The country’s mining sector, distressed by a multitude of levies like royalty and contributions to the District Mineral Foundation (DMF) and National Mineral Exploration Trust (NMET), has advocated a uniform Goods & Services Tax (GST) to overcome the multiplicity of taxes.

Royalty rates on minerals in the country are the highest among resource-rich nations and a cocktail of levies makes India top the list of nations with steep effective taxation rate (ETR) on mining.

The cumulative effect of royalty, DMF and NMET amounts to 19.8 per cent of the IBM (Indian Bureau of Mines) sales price, blunting the competitive edge of mining. Miners also feel this is a case of double taxation since royalty is calculated on the average iron ore sales price published by IBM.

The besieged mining sector has now appealed to the 15th Finance Commission, flagging its case for a unified tax regime where all levies are subsumed by GST.

“The overall taxation on mining industry should be rationalised and aligned to the world standard and graded based upon the level of value addition done on the primary ore by the concerned lessee. The value addition can be in the form of beneficiation, pelletisation and steel production. The direct and indirect taxes so paid should be allowed to be set off as applicable to GST,” said Manish Kharbanda, executive director and acting legal head at Jindal Steel & Power Ltd (JSPL).
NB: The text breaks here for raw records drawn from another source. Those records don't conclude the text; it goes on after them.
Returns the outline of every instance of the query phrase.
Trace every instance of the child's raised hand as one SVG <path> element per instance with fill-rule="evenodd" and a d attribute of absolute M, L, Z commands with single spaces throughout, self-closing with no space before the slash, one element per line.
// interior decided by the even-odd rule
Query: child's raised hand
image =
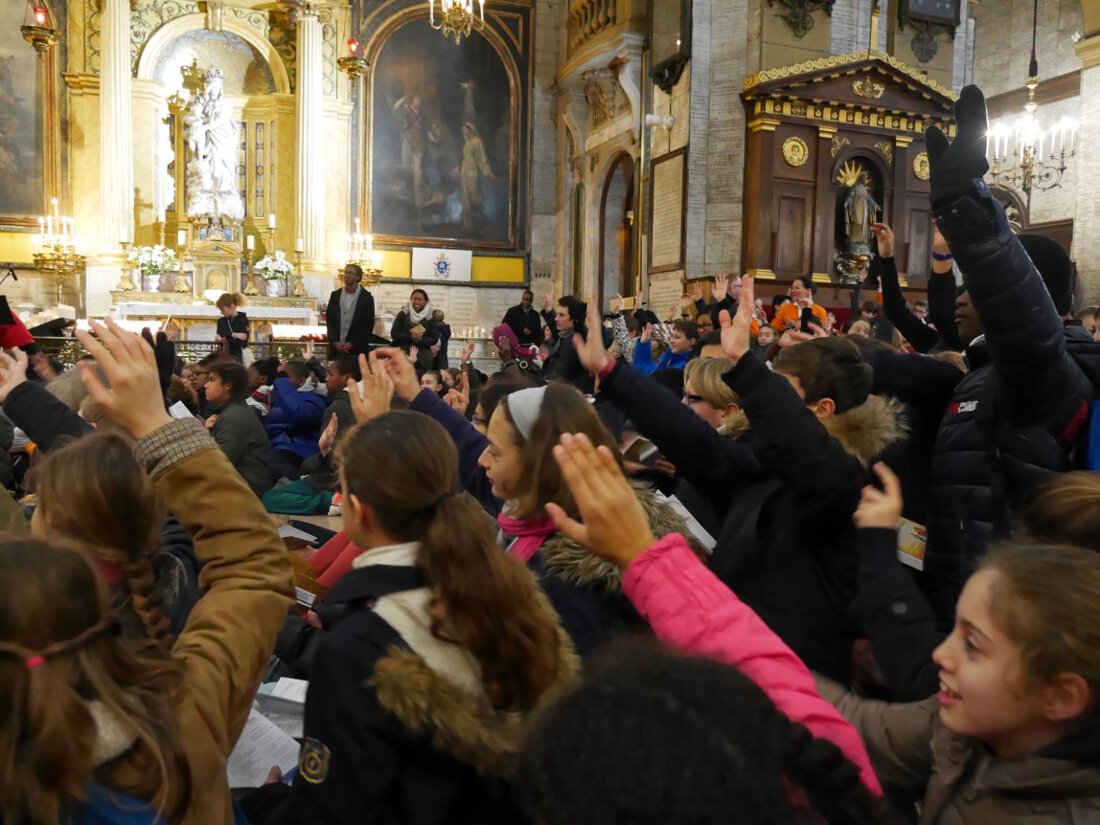
<path fill-rule="evenodd" d="M 420 379 L 416 377 L 416 367 L 410 360 L 411 356 L 405 355 L 398 347 L 380 347 L 371 355 L 385 359 L 386 374 L 393 382 L 393 391 L 398 398 L 406 402 L 416 398 L 420 393 Z"/>
<path fill-rule="evenodd" d="M 607 447 L 593 447 L 587 436 L 565 433 L 554 447 L 554 460 L 581 516 L 577 521 L 557 504 L 547 504 L 554 526 L 594 555 L 626 569 L 655 539 L 615 456 Z"/>
<path fill-rule="evenodd" d="M 348 379 L 348 397 L 351 398 L 351 411 L 360 424 L 385 415 L 390 411 L 393 401 L 394 385 L 386 372 L 384 364 L 379 363 L 374 352 L 370 358 L 359 356 L 359 372 L 363 376 L 363 391 L 354 378 Z M 413 373 L 415 375 L 415 372 Z M 335 420 L 335 416 L 333 416 Z"/>
<path fill-rule="evenodd" d="M 0 404 L 6 404 L 8 393 L 27 380 L 27 353 L 16 347 L 0 352 Z"/>
<path fill-rule="evenodd" d="M 863 488 L 863 496 L 859 500 L 852 519 L 856 527 L 885 527 L 897 530 L 901 522 L 901 511 L 904 502 L 901 496 L 901 482 L 894 475 L 893 470 L 881 461 L 875 464 L 875 475 L 882 482 L 879 490 L 873 484 Z"/>
<path fill-rule="evenodd" d="M 602 325 L 600 323 L 600 308 L 595 301 L 588 302 L 588 338 L 582 340 L 579 334 L 573 336 L 573 346 L 577 349 L 577 357 L 581 366 L 588 370 L 590 375 L 599 375 L 607 366 L 607 350 L 603 347 Z"/>
<path fill-rule="evenodd" d="M 76 337 L 110 384 L 110 388 L 104 386 L 91 363 L 81 361 L 77 365 L 80 378 L 92 400 L 134 438 L 144 438 L 172 423 L 164 408 L 156 357 L 141 336 L 127 332 L 110 318 L 106 326 L 95 321 L 90 325 L 92 332 L 77 330 Z"/>
<path fill-rule="evenodd" d="M 737 313 L 730 318 L 728 310 L 718 314 L 718 323 L 722 327 L 722 351 L 733 361 L 741 360 L 752 349 L 752 304 L 753 279 L 746 275 L 741 279 L 741 300 L 737 304 Z"/>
In the case of iron ore, the royalty rate is 15 per cent of the average sale price published by IBM. The rate is the highest in the world, eminently surpassing Australia (6.5-7.5 per cent), Brazil (two per cent), South Africa (0.5-7 per cent) and China (0.5-4 per cent). Besides, the miners are lumbered with DMF charged at 30 per cent of the royalty for older mines and 10 per cent for mines granted through auctions, NMET at two per cent of royalty and a GST of five per cent.